8. Imran is a true role model for “moderate Muslims”. He does not shy from referring to Islamic principles and ideals. Even in 1992 before he entered politics, he wasn't shy of referring to Islamic ideals in an interview on 60 minutes. His response to whether he felt hopeless about Pakistan was that “hopelessness is a sin in Islam”. Over and over again, on his campaign trails, in his stump speeches, he has referred to the sīrah (Prophetic history) to take inspiration for himself, and to inspire others. He talked about the Prophet 's suffering in Mecca and how the Prophet never gave up and kept the fight for justice. On the other hand, Imran Khan's party (PTI) includes all levels of Muslims and non-Muslims and piety and religiosity are not prerequisites to be in his party. This sets his party apart from Jamaat e Islami or Ikhwaan in Egypt. PTI is not an “Islamist party”. When the majority of Pakistanis do take inspiration from Islam, it is important that their leader represent that strain, and not be shy about referring to Islamic principles in leadership. This is no different from the American elections where candidates routinely refer to their religious background for inspiration and ideals.
I am sure many of those who are not enamored with Imran Khan may quip that most of what I have said is about Imran's personality and enigma, and nothing substantial about policies and politics. And they would be mostly right.
But you see when your starting point is between an honest man and a crooks and liars, we could talk day and night about whose policies would be better, but in the end great policies run by crooks and liars will invariably fail like a house of cards!
We are not talking about electing between Jinnah and Iqbal (Pakistan's illustrious independence leaders). Not even close. Imran's supporters are not oblivious to the fact that Imran Khan is a political novice, perhaps too much of an idealist, perhaps too honest for his good (if there is such a thing), but we have to consider the alternatives. We have to be realistic here.

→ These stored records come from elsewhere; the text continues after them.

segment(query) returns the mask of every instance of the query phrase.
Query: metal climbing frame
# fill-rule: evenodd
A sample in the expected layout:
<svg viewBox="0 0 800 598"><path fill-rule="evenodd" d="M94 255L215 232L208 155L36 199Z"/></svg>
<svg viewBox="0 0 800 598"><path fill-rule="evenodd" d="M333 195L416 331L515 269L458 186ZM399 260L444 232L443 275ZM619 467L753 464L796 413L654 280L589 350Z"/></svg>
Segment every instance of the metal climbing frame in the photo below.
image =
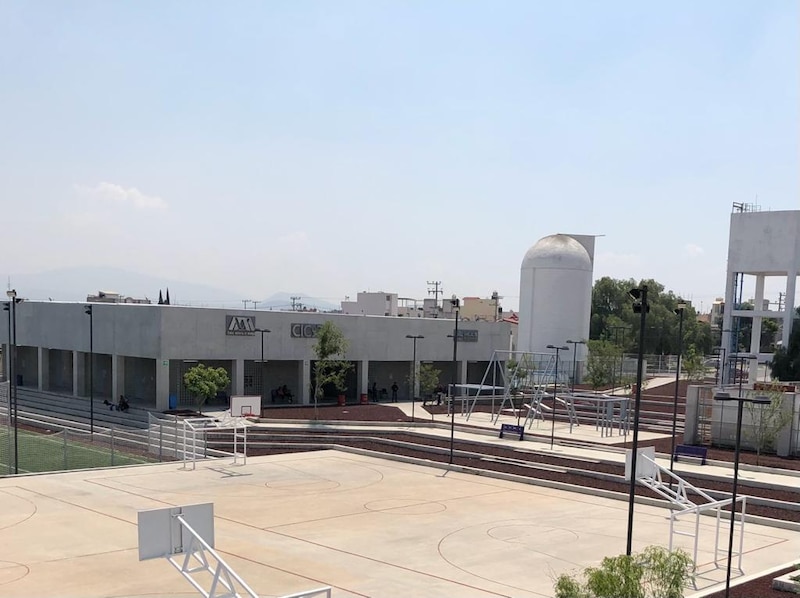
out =
<svg viewBox="0 0 800 598"><path fill-rule="evenodd" d="M544 411L552 412L549 405L543 404L542 399L552 396L548 387L569 387L569 368L558 372L555 379L556 356L553 353L527 353L522 351L494 351L492 359L483 374L475 396L469 402L466 411L467 420L475 409L478 398L481 396L496 397L496 389L502 388L502 401L497 412L492 408L492 423L497 423L500 414L509 406L512 413L520 417L523 408L527 408L525 425L530 427L535 419L544 420ZM490 395L483 395L483 389L491 391ZM569 418L570 431L572 426L578 424L577 414L572 402L572 397L556 397L561 403Z"/></svg>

If nothing else, Pakistanis can count on Imran Khan to work for them every day, to be on their side everyday, to represent them inside top-level meetings (with internal and external players) the same way as he said he would on the outside. If nothing else, he would make people like me, those who have adopted other nationalities and love other nations, to once again “feel Pakistan”; to once again feel that we could make financial investments in Pakistan, if only because we believe in Imran. There are many, many like me, who genuinely believe this.
I firmly believe that Imran Khan is Pakistan's last hope, and if Pakistanis don't jump on this opportunity that Allāh has blessed them with, then they deserve whatever they get with the alternatives.
Pakistan needs Imran Khan.
To the people of Pakistan: Let Pakistan have Imran Khan.